In de IT, zei hij, moet je op het hoogste niveau in de details kunnen gaan en tegelijk het overzicht over het geheel kunnen bewaren. Doe je dat niet dan gebeuren er ongelukken. Dat die daadwerkelijk gebeuren kunnen we regelmatig in de krant lezen. Door het gebrek aan kennis op besluitvormend niveau vindt niet alleen veel kapitaalvernietiging plaats, maar wordt er ook lang niet uit de nieuwe technieken gehaald wat mogelijk zou zijn, wanneer de beslissingnemers beter zouden zijn geschoold.
Wat er zo voor iedereen zichtbaar in de IT misgaat, zie je ook op alle mogelijke andere terreinen.

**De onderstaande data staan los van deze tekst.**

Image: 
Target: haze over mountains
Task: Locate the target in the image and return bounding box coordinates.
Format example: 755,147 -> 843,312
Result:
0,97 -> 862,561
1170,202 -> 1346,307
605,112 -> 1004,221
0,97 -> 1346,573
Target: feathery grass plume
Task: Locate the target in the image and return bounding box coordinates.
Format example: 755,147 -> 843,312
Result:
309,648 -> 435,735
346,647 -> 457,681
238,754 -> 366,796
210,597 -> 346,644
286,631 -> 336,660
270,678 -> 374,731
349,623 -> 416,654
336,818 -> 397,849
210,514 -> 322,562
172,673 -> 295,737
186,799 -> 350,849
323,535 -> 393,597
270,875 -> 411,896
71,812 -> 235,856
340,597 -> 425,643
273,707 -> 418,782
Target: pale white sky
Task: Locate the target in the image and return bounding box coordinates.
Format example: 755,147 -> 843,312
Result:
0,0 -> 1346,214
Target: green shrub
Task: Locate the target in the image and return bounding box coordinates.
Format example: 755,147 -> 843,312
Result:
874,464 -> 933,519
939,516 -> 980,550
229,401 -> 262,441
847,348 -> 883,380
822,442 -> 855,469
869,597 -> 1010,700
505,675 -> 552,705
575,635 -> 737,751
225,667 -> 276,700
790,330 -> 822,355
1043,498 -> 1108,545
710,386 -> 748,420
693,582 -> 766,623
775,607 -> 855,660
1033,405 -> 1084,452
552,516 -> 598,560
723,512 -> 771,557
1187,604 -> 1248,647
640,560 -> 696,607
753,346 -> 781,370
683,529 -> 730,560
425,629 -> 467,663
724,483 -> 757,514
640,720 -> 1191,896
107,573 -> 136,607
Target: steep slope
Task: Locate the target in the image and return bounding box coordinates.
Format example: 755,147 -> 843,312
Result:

Maar we zijn er zo aan gewend, het valt niet meer op en we zien het niet meer. Rechters die niet kunnen volgen wat statistici te melden hebben en premiers die wetten doordrukken waarvan ze niet weten dat die andere gevolgen zullen hebben dan zij hopen. Besluitnemers die zowel de grote lijnen als de details beheersen zijn schaars geworden in Nederland.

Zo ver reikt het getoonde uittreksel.